I hear they've implanted some monkeys. Have they talked about what they've been able to get the monkeys to do? Controlling high-dexterity mechanical arms, for instance?
Pager, a nine-year-old Macaque monkey, can play some simple 2D video games, including MindPong, with his Neuralink. These games appear to use the inputs from a single joystick (or the signals from the Neuralink associated with moving a joystick). Here's Neuralink's video explaining it. Other companies and devices may have different capabilities.

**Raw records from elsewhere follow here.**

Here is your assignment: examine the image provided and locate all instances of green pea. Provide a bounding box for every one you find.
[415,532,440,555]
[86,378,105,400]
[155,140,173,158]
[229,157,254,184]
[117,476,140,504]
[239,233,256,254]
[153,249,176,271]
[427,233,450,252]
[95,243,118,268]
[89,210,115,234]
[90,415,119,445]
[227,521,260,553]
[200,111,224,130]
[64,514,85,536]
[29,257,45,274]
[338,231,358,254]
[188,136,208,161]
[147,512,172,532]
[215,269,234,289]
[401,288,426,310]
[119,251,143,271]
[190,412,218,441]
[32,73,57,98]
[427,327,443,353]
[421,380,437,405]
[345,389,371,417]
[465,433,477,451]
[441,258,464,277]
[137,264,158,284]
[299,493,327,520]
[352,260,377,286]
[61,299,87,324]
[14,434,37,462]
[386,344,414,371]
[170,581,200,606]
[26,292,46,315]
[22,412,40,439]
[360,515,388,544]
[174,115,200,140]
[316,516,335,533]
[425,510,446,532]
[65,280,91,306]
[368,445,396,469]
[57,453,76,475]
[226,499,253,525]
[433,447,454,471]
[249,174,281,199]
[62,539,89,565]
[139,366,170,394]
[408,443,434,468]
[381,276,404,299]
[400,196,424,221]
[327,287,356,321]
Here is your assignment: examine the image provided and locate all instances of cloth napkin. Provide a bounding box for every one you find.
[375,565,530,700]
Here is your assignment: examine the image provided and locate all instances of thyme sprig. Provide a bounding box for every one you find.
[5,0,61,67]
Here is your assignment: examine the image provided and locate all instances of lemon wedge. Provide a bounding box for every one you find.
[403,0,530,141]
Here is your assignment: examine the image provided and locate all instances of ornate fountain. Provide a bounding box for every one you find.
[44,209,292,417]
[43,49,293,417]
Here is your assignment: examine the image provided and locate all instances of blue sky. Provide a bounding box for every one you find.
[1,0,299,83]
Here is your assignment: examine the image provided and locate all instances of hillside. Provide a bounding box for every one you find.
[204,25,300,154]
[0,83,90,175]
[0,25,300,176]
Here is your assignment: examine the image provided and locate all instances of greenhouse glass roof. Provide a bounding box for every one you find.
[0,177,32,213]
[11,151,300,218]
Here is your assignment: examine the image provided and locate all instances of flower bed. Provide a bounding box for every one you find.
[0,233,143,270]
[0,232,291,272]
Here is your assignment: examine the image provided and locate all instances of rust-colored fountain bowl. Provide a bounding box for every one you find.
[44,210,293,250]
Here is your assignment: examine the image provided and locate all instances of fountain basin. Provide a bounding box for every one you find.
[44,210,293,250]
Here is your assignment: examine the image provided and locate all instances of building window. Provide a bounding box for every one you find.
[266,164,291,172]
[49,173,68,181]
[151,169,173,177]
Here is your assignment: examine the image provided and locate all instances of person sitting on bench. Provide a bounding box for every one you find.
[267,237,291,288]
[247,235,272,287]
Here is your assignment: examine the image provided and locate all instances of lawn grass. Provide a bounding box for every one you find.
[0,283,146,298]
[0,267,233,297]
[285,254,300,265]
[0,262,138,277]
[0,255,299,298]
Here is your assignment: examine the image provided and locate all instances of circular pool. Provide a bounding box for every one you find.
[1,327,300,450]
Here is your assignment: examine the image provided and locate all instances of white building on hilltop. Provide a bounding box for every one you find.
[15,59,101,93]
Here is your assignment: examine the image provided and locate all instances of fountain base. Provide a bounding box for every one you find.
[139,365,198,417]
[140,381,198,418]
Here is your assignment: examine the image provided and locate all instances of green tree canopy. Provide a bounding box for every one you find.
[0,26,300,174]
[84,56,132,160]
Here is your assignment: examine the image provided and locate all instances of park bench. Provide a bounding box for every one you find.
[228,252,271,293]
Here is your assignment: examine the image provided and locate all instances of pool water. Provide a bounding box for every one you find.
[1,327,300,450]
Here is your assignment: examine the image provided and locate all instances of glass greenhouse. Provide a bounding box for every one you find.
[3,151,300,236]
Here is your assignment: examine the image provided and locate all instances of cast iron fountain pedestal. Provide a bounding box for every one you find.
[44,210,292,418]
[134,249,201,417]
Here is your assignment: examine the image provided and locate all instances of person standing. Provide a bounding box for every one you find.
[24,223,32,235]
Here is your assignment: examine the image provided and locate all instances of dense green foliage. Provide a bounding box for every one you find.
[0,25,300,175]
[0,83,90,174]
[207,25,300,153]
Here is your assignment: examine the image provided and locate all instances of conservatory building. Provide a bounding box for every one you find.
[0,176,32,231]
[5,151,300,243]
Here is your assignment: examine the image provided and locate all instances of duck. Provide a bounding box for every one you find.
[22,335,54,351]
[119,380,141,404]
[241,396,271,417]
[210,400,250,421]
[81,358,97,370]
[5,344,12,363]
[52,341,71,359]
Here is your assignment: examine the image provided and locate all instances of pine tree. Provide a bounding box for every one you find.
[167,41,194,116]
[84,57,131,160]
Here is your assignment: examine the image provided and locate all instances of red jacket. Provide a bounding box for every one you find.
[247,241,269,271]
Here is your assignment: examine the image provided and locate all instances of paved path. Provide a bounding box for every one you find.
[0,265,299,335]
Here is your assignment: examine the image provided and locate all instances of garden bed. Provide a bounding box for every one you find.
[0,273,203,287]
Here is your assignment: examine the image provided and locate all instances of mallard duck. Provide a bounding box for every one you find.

They specifically didn't talk about it and pretended the animals died of something else, but they got a bunch of young macaques to gruesomely and slowly die from it. https://www.theverge.com/2023/9/20/23882888/elon-musk-brain-implant-startup-neuralink-monkeys-euthanized Detailed report is worth reading; their own report is plain incompatible with competent, ethical and responsible procedure, and trying to imagine how the macaques (higher primates with self-awareness) experienced this is horrifying. Having an infected, loose brain implant dangling and dripping pus from my head while the small wires migrate through my brain and shred neural tissues, with all the mental and physical effects that come with that...

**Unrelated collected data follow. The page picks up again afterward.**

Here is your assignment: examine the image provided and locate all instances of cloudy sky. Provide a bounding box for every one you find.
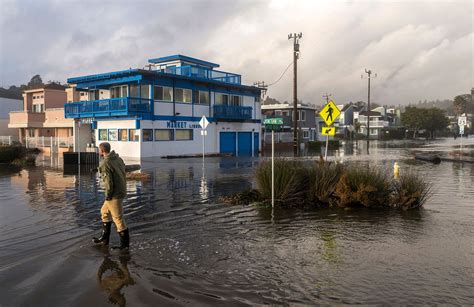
[0,0,472,106]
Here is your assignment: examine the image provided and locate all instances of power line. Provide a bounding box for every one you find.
[267,61,293,87]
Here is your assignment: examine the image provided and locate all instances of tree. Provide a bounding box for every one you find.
[422,108,449,139]
[402,106,424,138]
[27,75,43,88]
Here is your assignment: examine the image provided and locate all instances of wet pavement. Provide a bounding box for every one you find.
[1,138,473,305]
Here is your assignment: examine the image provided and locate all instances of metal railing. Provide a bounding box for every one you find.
[0,136,13,145]
[213,105,252,120]
[163,65,241,85]
[64,97,152,118]
[24,136,74,149]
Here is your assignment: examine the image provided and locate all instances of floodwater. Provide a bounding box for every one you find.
[1,138,473,306]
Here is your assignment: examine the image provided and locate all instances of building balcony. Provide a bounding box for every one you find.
[162,65,241,85]
[8,111,45,128]
[213,105,252,121]
[64,97,152,118]
[359,120,389,128]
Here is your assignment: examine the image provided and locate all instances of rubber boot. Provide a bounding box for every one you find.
[113,228,130,250]
[93,222,112,245]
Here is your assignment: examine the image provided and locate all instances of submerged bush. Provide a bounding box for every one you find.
[391,172,432,210]
[219,189,262,206]
[255,159,308,207]
[0,145,27,163]
[334,166,392,208]
[307,160,344,206]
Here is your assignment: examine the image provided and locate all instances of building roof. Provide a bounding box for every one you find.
[261,103,316,110]
[341,104,353,112]
[24,83,67,92]
[359,110,382,116]
[148,54,220,68]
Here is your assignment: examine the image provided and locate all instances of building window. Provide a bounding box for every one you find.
[154,129,174,141]
[231,95,242,106]
[28,128,35,137]
[142,129,153,142]
[370,129,377,135]
[275,110,282,115]
[110,85,128,98]
[282,110,289,117]
[118,129,128,141]
[129,129,140,142]
[140,85,150,99]
[80,92,86,97]
[32,104,44,113]
[298,110,306,122]
[198,91,209,105]
[99,129,108,141]
[154,86,173,102]
[303,130,309,138]
[89,90,100,101]
[175,129,193,141]
[175,88,192,103]
[108,129,118,141]
[129,85,139,98]
[215,93,229,105]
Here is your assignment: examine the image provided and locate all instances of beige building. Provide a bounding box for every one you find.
[8,83,74,153]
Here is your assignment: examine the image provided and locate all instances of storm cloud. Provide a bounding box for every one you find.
[0,0,472,106]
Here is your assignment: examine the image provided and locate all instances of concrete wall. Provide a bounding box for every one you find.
[96,120,140,159]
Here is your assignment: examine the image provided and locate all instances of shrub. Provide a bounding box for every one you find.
[307,160,344,206]
[334,166,392,208]
[255,159,308,207]
[0,145,27,163]
[219,189,262,206]
[391,172,432,210]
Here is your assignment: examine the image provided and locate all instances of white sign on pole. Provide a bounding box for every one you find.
[199,116,209,129]
[459,126,465,135]
[458,116,467,127]
[200,130,208,136]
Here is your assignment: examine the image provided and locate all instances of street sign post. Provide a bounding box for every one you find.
[319,101,341,160]
[199,116,209,159]
[264,118,283,208]
[458,115,467,156]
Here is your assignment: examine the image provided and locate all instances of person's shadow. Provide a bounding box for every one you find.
[96,248,135,306]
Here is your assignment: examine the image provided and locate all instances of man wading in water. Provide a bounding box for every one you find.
[93,142,130,249]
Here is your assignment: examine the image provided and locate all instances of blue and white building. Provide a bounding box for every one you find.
[65,55,262,159]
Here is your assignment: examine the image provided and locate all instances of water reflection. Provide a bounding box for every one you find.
[96,249,135,307]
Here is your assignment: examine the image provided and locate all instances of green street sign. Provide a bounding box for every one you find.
[264,118,283,125]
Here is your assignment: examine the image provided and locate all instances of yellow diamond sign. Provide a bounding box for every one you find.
[321,126,336,136]
[319,100,341,126]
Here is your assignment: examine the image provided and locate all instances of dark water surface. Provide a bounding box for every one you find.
[1,139,473,306]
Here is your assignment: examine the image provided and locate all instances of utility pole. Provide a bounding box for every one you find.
[253,81,268,99]
[288,32,302,157]
[323,93,332,104]
[362,69,376,152]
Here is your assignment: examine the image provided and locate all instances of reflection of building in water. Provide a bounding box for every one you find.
[97,254,135,307]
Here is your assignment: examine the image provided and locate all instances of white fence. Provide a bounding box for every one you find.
[25,136,74,150]
[0,136,13,145]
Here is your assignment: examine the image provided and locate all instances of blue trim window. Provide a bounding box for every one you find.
[154,129,174,141]
[118,129,128,141]
[175,88,192,103]
[129,129,140,142]
[142,129,153,142]
[110,85,128,98]
[129,84,139,98]
[99,129,108,141]
[231,95,242,106]
[108,129,118,141]
[140,85,150,99]
[198,90,209,105]
[154,86,173,102]
[175,129,193,141]
[215,93,229,105]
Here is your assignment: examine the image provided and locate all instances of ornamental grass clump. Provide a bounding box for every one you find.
[391,172,431,210]
[334,166,392,208]
[307,160,344,206]
[255,159,308,207]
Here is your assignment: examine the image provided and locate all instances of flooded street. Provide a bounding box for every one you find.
[1,138,473,305]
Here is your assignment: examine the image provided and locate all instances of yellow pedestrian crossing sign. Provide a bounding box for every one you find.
[319,100,341,126]
[321,126,336,136]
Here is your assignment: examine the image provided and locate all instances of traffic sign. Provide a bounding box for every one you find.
[264,118,283,125]
[319,100,341,126]
[199,116,209,129]
[458,116,467,127]
[321,126,336,136]
[459,126,465,135]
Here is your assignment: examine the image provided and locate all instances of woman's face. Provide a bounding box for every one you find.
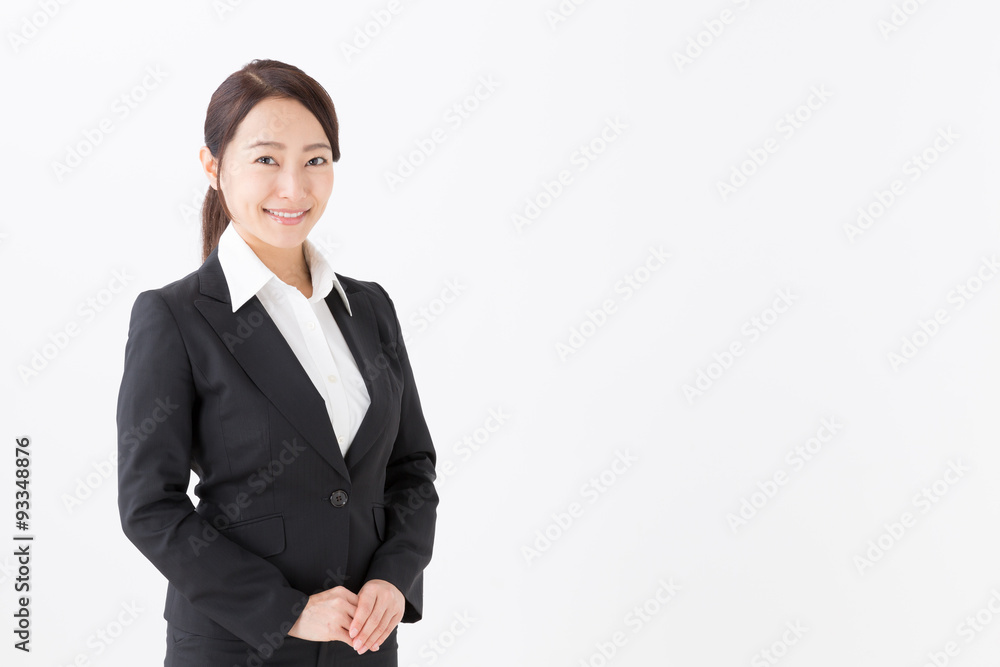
[204,96,334,252]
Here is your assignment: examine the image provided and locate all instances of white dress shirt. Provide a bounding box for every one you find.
[217,222,370,457]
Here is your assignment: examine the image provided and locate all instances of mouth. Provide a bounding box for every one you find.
[264,208,309,225]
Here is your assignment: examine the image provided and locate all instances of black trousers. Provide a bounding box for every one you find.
[165,623,398,667]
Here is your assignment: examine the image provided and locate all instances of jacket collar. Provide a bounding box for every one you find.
[216,222,352,315]
[193,244,390,481]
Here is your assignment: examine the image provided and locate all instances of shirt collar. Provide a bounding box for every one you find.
[217,221,352,316]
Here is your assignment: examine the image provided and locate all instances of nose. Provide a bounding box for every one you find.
[274,164,307,201]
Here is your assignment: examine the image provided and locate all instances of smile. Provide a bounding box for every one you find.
[264,209,308,224]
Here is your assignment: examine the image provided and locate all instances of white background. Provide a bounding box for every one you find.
[2,1,1000,665]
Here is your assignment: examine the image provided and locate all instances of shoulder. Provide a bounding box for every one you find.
[156,266,203,300]
[127,265,203,325]
[335,273,404,344]
[335,273,399,314]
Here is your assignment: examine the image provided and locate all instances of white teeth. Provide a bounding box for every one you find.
[266,209,305,218]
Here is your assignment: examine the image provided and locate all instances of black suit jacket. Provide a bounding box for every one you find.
[116,245,438,650]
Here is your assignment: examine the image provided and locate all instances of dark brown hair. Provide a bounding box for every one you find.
[200,59,340,262]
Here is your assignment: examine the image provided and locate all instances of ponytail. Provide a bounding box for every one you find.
[201,183,231,263]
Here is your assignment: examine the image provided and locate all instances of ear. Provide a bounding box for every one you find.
[198,146,220,190]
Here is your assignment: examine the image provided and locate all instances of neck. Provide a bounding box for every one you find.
[232,223,311,286]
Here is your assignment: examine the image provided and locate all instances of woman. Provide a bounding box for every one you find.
[116,59,438,666]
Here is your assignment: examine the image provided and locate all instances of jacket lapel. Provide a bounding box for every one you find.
[324,283,391,470]
[193,246,390,482]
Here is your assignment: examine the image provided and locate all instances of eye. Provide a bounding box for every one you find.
[308,156,328,166]
[256,156,277,165]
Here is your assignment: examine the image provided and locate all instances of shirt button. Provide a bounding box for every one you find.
[307,321,316,331]
[329,490,349,507]
[338,435,345,444]
[327,374,337,383]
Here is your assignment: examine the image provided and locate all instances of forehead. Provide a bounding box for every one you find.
[233,97,325,146]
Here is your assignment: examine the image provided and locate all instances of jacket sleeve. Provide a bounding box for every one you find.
[116,290,308,646]
[363,283,439,623]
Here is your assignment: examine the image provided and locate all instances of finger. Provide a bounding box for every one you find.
[368,620,397,653]
[353,603,388,654]
[339,587,359,606]
[326,586,359,607]
[349,591,375,640]
[322,599,356,644]
[335,614,356,644]
[369,606,402,653]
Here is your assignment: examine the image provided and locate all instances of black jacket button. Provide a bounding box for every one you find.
[329,490,349,507]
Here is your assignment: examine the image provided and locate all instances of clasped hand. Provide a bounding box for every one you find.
[287,579,404,654]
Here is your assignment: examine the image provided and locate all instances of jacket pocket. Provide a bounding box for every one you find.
[373,504,386,542]
[218,513,286,558]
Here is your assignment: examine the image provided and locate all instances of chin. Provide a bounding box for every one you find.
[265,230,309,248]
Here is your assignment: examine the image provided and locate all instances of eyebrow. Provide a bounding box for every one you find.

He is looking for human volunteers. I really wouldn't put that thing into my head. Musk has outright lied about both the benefits and issues crucial to safety, and with his staff, pursues a strategy of applying immense pressure on them to meet targets the staff considers scientifically nonsense, within impossible deadlines, under sleep deprivation and an unreliable framework, while their results are misrepresented, in the mistaken belief that that gets you a safe, ethical product for brain insertion. That dude can't manage a social media company responsibly, he shouldn't be sticking his devices into brains.
I don't recall reading on the Neuralink paper anything related to implants on monkeys. Although they do cite Miguel A. L. Nicolelis et al. “Chronic, multisite, multielectrode recordings in macaque monkeys”.
"Electric vehicles, rockets... and now brain-computer interfaces. Elon Musk's newest venture, Neuralink, aims to bridge the gap between humans and artificial intelligence by implanting tiny chips that can link up to the brain. At a press conference on July 16, Neuralink's ambitious plans were detailed for the first time, showcasing a future (a very distant future!) technology that could help people deal with brain or spinal cord injuries or controlling 3D digital avatars."